Ilustração reproduzida do Jornal Contábil
Apesar da aparência de normalidade nos Estados Unidos, o crescente sentimento de desesperança de seu povo, evidenciado pela epidemia de drogas, a nostalgia e o afundamento da classe média em dívidas, traz um alerta: algo está corroendo o poder de compra do famoso “americano médio”. Este processo de corrosão é bem conhecido pelos brasileiros, através de duros processos inflacionários. Mas lá a inflação estadunidense está a décadas dentro da meta (os místicos 2% ao ano). Ou pelo menos é o que diz o índice de preços ao consumidor.
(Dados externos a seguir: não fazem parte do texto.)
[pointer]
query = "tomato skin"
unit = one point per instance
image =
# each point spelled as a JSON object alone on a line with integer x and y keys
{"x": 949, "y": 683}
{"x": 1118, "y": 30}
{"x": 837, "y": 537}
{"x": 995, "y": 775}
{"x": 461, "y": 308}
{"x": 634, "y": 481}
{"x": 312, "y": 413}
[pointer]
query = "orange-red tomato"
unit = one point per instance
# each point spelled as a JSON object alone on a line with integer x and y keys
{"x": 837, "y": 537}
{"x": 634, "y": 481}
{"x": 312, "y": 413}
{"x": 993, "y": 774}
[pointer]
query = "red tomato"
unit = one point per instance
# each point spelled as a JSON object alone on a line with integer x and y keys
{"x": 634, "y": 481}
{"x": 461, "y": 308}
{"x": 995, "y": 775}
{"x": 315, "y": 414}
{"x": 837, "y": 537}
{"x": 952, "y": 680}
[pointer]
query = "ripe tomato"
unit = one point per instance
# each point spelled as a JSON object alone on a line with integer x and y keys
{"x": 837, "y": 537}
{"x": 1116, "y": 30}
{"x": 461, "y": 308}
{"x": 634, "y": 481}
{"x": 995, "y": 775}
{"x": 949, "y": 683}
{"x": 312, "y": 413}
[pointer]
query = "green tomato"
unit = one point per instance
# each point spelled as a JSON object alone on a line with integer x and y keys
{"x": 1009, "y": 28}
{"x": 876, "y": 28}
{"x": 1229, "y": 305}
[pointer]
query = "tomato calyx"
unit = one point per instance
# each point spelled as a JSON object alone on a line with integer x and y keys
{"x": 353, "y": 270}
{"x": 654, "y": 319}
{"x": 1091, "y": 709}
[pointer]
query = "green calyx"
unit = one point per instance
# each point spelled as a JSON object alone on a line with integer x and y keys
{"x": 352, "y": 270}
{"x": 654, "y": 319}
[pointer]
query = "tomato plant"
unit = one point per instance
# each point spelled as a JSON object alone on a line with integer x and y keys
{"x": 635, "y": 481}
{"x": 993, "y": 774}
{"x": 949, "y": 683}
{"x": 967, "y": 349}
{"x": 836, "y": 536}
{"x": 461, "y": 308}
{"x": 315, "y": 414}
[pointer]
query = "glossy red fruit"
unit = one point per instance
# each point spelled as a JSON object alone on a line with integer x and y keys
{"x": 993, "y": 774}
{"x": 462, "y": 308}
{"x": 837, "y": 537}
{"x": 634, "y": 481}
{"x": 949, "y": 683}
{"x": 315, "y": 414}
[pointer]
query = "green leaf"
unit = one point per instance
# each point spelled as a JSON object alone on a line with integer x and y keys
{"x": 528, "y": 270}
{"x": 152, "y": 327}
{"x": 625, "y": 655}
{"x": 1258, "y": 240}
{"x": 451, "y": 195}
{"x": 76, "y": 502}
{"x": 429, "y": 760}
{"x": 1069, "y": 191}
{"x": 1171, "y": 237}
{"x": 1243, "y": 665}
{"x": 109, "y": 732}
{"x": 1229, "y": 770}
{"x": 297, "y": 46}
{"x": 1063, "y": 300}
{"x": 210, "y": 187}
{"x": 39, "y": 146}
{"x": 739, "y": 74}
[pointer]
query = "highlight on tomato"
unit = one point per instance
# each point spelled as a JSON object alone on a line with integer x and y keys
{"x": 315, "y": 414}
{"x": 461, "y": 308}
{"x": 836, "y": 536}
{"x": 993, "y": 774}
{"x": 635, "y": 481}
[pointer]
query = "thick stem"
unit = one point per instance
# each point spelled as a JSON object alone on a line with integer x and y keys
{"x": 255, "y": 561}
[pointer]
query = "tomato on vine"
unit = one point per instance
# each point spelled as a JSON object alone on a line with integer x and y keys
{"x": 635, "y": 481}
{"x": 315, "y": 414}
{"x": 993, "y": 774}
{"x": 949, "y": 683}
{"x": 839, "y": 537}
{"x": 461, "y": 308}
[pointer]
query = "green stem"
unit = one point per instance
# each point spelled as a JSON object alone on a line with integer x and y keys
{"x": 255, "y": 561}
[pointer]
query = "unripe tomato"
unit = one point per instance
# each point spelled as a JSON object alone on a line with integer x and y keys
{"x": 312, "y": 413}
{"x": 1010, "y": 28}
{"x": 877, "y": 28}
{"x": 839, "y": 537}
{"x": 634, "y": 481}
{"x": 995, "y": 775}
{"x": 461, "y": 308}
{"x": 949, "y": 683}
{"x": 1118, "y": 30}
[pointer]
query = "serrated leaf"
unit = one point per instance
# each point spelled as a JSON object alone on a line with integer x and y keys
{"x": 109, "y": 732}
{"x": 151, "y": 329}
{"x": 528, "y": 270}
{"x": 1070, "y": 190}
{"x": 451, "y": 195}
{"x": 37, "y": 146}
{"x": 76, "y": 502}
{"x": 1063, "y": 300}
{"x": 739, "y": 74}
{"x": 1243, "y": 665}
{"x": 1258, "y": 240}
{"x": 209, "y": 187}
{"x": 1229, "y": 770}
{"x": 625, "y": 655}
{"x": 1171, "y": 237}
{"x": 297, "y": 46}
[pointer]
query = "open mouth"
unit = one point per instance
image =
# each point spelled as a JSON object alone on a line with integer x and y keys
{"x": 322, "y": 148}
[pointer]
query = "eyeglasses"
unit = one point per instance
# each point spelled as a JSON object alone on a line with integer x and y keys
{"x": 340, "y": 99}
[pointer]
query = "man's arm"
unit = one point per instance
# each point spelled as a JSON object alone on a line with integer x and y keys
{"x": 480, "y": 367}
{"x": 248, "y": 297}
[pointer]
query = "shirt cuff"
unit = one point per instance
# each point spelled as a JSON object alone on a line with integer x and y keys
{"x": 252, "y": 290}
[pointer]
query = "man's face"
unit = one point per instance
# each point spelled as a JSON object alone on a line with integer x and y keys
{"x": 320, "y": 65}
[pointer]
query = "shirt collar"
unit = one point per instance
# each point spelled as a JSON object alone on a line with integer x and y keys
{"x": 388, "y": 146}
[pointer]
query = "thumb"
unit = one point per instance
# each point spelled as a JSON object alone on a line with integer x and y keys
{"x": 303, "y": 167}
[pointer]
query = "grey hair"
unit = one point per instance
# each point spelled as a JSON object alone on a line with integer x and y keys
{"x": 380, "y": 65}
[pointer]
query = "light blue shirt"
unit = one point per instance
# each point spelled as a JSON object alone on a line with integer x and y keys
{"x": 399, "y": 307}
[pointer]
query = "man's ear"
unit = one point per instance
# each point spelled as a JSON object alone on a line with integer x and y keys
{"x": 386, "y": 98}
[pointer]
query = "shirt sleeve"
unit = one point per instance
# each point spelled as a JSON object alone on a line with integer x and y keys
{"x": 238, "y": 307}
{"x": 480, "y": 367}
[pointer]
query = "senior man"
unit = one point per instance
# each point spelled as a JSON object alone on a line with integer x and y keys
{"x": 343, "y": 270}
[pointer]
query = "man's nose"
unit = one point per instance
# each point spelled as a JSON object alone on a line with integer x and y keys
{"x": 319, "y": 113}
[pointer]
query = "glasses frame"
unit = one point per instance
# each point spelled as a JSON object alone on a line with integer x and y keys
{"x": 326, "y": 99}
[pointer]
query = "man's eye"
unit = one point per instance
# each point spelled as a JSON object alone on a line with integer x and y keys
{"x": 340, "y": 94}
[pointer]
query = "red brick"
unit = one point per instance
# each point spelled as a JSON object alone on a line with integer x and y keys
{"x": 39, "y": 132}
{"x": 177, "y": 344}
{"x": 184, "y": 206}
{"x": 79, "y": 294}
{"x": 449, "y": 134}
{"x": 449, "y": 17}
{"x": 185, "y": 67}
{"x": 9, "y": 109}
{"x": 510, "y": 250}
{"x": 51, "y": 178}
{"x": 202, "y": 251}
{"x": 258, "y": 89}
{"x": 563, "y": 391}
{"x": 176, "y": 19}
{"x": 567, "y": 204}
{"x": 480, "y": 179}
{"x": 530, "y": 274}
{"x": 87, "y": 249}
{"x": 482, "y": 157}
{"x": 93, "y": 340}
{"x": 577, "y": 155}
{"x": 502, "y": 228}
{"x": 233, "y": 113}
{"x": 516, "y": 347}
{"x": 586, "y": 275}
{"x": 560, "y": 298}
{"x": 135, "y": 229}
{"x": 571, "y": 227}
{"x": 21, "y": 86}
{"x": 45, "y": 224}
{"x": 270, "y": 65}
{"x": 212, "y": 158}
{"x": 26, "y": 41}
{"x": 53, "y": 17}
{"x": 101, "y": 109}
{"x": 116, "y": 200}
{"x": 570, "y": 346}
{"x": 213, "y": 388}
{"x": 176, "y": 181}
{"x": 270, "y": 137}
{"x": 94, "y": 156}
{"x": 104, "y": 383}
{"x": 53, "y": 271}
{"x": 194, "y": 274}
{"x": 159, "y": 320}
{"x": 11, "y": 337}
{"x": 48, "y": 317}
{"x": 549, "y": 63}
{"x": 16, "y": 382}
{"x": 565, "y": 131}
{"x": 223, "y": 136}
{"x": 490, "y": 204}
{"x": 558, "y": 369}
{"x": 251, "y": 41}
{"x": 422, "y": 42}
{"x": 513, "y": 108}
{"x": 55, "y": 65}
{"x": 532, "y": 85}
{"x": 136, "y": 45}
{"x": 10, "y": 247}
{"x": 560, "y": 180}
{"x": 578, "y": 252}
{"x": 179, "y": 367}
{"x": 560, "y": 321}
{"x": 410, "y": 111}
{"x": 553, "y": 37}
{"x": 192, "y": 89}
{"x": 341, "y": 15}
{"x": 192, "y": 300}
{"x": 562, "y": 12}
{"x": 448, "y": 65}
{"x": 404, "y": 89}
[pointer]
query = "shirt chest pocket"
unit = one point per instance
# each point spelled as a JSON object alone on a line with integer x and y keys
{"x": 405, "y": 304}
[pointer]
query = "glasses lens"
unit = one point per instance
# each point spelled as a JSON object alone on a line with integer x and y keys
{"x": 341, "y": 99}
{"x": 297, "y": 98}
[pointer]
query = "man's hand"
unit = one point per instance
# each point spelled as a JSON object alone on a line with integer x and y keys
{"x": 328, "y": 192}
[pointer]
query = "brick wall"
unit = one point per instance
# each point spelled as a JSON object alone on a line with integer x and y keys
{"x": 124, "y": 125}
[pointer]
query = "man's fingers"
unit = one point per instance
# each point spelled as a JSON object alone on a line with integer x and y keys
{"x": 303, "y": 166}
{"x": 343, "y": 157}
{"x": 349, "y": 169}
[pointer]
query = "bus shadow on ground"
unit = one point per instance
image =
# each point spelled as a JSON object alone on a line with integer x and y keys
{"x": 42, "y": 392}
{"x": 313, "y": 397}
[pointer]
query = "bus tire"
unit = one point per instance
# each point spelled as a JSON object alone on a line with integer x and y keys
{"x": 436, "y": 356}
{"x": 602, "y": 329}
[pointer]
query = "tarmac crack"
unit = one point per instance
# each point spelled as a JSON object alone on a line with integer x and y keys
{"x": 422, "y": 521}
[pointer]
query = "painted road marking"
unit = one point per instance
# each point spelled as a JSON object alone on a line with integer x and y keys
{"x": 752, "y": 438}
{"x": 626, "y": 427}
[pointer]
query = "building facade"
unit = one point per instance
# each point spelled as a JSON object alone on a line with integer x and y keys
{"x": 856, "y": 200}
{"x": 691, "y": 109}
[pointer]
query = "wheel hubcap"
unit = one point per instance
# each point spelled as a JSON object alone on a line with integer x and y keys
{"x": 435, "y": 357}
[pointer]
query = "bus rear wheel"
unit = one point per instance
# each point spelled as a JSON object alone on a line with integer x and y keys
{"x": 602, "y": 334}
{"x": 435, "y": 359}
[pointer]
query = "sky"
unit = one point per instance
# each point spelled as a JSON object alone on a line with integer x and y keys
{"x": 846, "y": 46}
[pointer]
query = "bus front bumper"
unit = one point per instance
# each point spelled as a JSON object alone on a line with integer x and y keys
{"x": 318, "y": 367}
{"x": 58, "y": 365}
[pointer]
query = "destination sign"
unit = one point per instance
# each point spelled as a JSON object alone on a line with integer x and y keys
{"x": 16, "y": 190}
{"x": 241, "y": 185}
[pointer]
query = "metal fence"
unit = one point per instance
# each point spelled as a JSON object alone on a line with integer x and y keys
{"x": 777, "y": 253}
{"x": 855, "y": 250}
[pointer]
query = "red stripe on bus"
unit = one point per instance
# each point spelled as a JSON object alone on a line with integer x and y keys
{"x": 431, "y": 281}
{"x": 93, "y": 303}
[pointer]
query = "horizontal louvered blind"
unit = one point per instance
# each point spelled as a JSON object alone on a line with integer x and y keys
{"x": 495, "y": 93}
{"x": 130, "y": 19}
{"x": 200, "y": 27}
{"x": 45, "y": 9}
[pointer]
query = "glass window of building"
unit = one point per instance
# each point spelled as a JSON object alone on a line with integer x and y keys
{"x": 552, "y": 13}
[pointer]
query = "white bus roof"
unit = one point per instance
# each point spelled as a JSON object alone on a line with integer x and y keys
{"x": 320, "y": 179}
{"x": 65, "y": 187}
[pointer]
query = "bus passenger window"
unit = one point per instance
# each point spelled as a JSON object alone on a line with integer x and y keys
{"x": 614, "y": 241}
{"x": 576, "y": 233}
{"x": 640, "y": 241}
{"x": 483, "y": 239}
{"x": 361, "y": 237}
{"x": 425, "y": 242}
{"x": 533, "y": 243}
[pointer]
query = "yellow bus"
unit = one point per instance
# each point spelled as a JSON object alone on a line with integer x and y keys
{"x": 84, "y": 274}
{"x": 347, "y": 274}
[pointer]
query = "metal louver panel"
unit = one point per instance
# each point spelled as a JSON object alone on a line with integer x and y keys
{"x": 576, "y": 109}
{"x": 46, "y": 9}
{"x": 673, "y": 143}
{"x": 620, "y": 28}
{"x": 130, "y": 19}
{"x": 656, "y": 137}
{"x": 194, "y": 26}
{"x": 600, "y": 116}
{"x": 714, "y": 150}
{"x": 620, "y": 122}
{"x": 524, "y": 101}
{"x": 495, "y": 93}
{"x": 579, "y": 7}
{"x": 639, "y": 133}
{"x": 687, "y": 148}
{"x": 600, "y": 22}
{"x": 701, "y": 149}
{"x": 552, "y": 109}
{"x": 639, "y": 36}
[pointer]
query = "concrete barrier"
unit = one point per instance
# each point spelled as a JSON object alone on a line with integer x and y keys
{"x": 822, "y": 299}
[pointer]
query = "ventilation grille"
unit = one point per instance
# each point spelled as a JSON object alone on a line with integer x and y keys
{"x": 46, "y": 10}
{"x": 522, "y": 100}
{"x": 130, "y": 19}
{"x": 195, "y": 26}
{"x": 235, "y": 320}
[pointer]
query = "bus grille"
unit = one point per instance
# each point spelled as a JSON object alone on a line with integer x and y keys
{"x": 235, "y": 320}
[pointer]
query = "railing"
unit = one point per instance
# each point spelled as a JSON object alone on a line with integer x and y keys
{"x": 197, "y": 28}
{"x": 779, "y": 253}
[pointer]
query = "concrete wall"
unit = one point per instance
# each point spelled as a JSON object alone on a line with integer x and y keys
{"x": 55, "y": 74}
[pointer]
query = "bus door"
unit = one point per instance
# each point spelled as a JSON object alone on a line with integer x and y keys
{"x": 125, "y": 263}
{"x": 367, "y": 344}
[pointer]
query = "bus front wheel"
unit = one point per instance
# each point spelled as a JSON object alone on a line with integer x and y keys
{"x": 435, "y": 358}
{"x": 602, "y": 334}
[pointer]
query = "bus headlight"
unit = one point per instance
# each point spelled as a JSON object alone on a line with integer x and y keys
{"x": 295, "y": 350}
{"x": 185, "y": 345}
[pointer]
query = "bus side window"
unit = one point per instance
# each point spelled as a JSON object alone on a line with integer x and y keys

Cabe lembrar que, em termos de contabilidade criativa, o Brasil ainda está engatinhando (apesar de já ter tido um afastamento presidencial pelo motivo). A vanguarda está, certamente, com os Estados Unidos da América, que disparou na liderança após o escandaloso estouro das agências de risco e derivativos podres de 2008 (que todo mundo hoje finge que não existiu).
“SUBSTITUIÇÕES” – Em 11 de outubro, o jornalista Max Keiser publicou um artigo citando alguns meandros da contabilidade da inflação medida pelo índice ao consumidor dos EUA. Dois fatos impressionantes: o uso das “substituições” (por exemplo, comparar o preço de 1 kg de bife bovino por 1 kg de hamburguer, posteriormente substituído por 1 kg de frango) e o uso dos “ajustes hedônicos”, onde ganhos de qualidade ou prazer com um produto reduzem a inflação.
Como para tudo se tem explicação, a justificativa para essas correções é boa. A substituição representa a mudança comportamental do perfil de consumo. O ajuste hedônico incorpora o ganho no conforto humano com a tecnologia. Por exemplo, uma TV de tubo de 21 polegadas custava R$ 800 há 10 anos, enquanto hoje se compra uma tv de LED de 32 polegadas por R$1.200. A inflação da tv, considerados os ajustes hedônicos, pode ser 0% em 10 anos, ou até negativa, dependendo de quanto se valora o prazer adicionado no novo aparelho.
UMA TENTATIVA – Acontece que as “substituições” são a forma das famílias fazer bater as contas, e não seu desejo de mudar o comportamento. Aqui no Brasil tivemos um episódio em que o ministro da Fazenda sugeriu às pessoas substituírem a carne por frango ou ovo. Certamente ele tinha conhecimento do método de cálculo estadunidense (e talvez um desejo latente de pedalar).
Em teoria, os ajustes hedônicos são uma via de mão dupla: se a qualidade de um produto ou serviço piora, a inflação deve subir. Em teoria apenas, pois estes ajustes nunca aconteceram. Na prática, não se encontra nenhum episódio na história do índice de inflação que se tenha feito o ajuste hedônico negativo.
Exemplos de perdas de qualidade não faltam: passagens aéreas agora não incluem lanche, bagagem, espaço. A mesma TV de LED citada antes tem uma durabilidade de 5 anos, enquanto a de tubo durava, no mínimo, 10 anos.
PERDA DOS DIREITOS – Além disso, de forma mais geral, a perda dos direitos dos cidadãos também induz a um ajuste hedônico negativo, pois todo direito removido precisa ser reforçado pelo trabalhador mediante dinheiro. São seguros, poupanças, plano de saúde, de previdência complementar, processos trabalhistas mais caros, toda uma gama de produtos que o sistema financeiro oferece para substituir os direitos reduzidos e que retratam, na prática, um processo inflacionário.
A inflação hedônica negativa da educação superior é outro exemplo: as pessoas pegam financiamentos para adquirir um produto (diploma) que já não entrega mais o retorno de antigamente (carteira assinada). No final, sobra a dívida com emprego precário, transformando jovens de 25 anos em zumbis.
DOIS ALERTAS – Para a realidade brasileira, ficam dois alertas: (1) a qualquer momento alguém vai trazer (ou já trouxe) a ideia de aplicar substituições e ajustes hedônicos no IPCA, efetivamente baixando o placar da inflação; (2) toda redução de direito do trabalhador implica em um processo inflacionário oculto, pois troca um serviço de estado, fora do sistema do mercantilismo, por um serviço pago.
Em resumo, é preciso apreciar com moderação os índices inflacionários (e, por consequência, o crescimento do PIB) como medida de qualquer coisa que se assemelhe a qualidade de vida do cidadão médio.